Hot off the DIY scene, Queen Zee release a 10-track debut Queen Zee, a varied, excellent and thrilling album that, despite the band outright rejecting the label of ‘punk’ in interviews, oozes punk from its very ethos and don’t-give-one attitude.

There are some comparisons to larger artists that a first listen might initially drive you to make, but it is unfair to do so; Queen Zee make every song their own and provide something for fans of every genre. ‘Loner’ being the most interesting example, a catchy gut-punch of a starter with a western twang, as well as ‘I Hate Your New Boyfriend’, which is what Avril Lavigne’s 2007 ‘Girlfriend’ might have sounded like for an 18+ audience with a bottle of Smirnoff in hand. Each song is distinctive both stylistically and lyrically, with zero filler; from the raw thrash of ‘Sissy Fists’ to the angry-mob jab at ‘PC gone mad’ culture in ‘Victim Age’.

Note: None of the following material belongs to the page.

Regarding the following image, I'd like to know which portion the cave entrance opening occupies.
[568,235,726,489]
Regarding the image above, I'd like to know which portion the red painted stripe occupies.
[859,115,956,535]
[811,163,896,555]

As the band’s name suggests, deriving from the reclaimed homophobic slur, the band use their music to raise issues. The topics of homophobia and transphobia are sprinkled evenly throughout – a distinctive, constant flavour that avoids overpowering anything else. ‘Boy’ is the main exception and phenomenal for it; Queen Zee proving they can masterfully toe the line between serious and cheeky, delivering the latter with a waggling tongue and the former with a slap. Throwaway lines summate struggles of transgender life: “They’ll cut you down if you don’t cut that hair”, but the track develops to retell a transphobic assault. 

“They hate me ‘cause I’m not like them,” becomes, a verse later, “Do you hate me or just want to kiss?” which definitively tilts the album towards a middle-finger-to-the-haters approach. 

Clocking in at just over half an hour, it can only really be complained that the album is too short. Other than that, Queen Zee is a stellar debut from a staggeringly intriguing group.